01 - Preheat oven to 400°F and line a baking sheet with parchment paper. In a bowl, toss chicken breast with olive oil, smoked paprika, garlic powder, onion powder, salt, and black pepper until evenly coated.
02 - Place chicken on the prepared baking sheet and bake for 15 minutes, or until internal temperature reaches 165°F. Remove from oven and allow to rest for 5 minutes, then slice thinly.
03 - Toss sliced chicken with sugar-free BBQ sauce until well coated.
04 - In a small bowl, whisk together fat-free Greek yogurt, apple cider vinegar, Dijon mustard, honey if using, salt, and pepper until smooth.
05 - In a large bowl, combine shredded green cabbage, red cabbage, julienned carrot, and sliced green onions. Pour prepared dressing over vegetables and toss until evenly coated.

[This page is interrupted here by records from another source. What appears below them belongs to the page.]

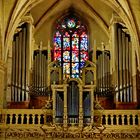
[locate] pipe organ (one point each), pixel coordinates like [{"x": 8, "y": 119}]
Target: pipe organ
[
  {"x": 39, "y": 75},
  {"x": 103, "y": 72},
  {"x": 123, "y": 63},
  {"x": 20, "y": 65}
]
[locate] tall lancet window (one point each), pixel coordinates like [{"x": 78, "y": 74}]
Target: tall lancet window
[{"x": 71, "y": 45}]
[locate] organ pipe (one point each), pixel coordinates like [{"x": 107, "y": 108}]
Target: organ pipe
[
  {"x": 123, "y": 65},
  {"x": 39, "y": 72},
  {"x": 19, "y": 64},
  {"x": 103, "y": 72}
]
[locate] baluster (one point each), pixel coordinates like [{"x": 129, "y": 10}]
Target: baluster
[
  {"x": 117, "y": 119},
  {"x": 11, "y": 116},
  {"x": 128, "y": 119},
  {"x": 122, "y": 119},
  {"x": 106, "y": 119},
  {"x": 102, "y": 120},
  {"x": 111, "y": 116},
  {"x": 39, "y": 117},
  {"x": 22, "y": 118},
  {"x": 138, "y": 119},
  {"x": 33, "y": 119},
  {"x": 27, "y": 118},
  {"x": 16, "y": 118}
]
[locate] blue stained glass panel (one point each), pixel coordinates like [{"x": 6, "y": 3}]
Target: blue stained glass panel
[
  {"x": 82, "y": 64},
  {"x": 84, "y": 44},
  {"x": 66, "y": 68},
  {"x": 71, "y": 46},
  {"x": 75, "y": 56},
  {"x": 57, "y": 55},
  {"x": 66, "y": 43},
  {"x": 71, "y": 23},
  {"x": 75, "y": 68},
  {"x": 75, "y": 75},
  {"x": 66, "y": 56},
  {"x": 57, "y": 43},
  {"x": 75, "y": 43},
  {"x": 83, "y": 56}
]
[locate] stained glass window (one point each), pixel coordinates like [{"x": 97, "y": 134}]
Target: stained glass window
[{"x": 71, "y": 46}]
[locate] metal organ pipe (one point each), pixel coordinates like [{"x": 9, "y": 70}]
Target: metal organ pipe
[
  {"x": 123, "y": 67},
  {"x": 19, "y": 64}
]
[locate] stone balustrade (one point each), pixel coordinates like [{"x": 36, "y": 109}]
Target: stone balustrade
[
  {"x": 40, "y": 116},
  {"x": 120, "y": 117},
  {"x": 25, "y": 116}
]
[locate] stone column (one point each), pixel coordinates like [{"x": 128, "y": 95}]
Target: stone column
[
  {"x": 65, "y": 117},
  {"x": 80, "y": 106},
  {"x": 54, "y": 103},
  {"x": 49, "y": 61},
  {"x": 2, "y": 84},
  {"x": 92, "y": 104}
]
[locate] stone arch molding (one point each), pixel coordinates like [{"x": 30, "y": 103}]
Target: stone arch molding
[{"x": 23, "y": 7}]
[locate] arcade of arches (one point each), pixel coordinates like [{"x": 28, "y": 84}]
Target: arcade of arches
[{"x": 70, "y": 69}]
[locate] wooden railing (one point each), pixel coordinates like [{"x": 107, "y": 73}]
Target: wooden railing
[
  {"x": 121, "y": 117},
  {"x": 39, "y": 116}
]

06 - Lay lettuce leaves flat. Divide BBQ chicken evenly among leaves, then top each with a generous spoonful of slaw. Roll or fold lettuce leaves to enclose filling.
07 - Serve immediately or pack chicken, slaw, and lettuce separately for meal prep, assembling just before eating.

# Expert Advice:

01 -
  • You get that smoky, saucy BBQ satisfaction without the carb crash that follows regular sandwiches.
  • It's genuinely portable—pack the components separately and assemble when you're ready, so nothing gets soggy.
  • Your body notices the protein, your taste buds notice the tangy slaw, and somehow it feels like you're cheating on your goals.
02 -
  • Butterfly your chicken breast before cooking if it's particularly thick; you want even thickness so it cooks uniformly and doesn't dry out on the edges while the center stays raw.
  • Store everything separately if you're meal prepping—slaw in one container, chicken in another, lettuce leaves in a damp paper towel—and assemble fresh each time or the lettuce will get limp and sad.
03 -
  • Pound your chicken breast to even thickness before seasoning—you can use a meat mallet or just press firmly with the flat side of a knife, and it guarantees no dry edges.
  • The Greek yogurt dressing is flexible; if you find yourself without yogurt, equal parts mayo and vinegar works in a pinch, though the protein advantage disappears.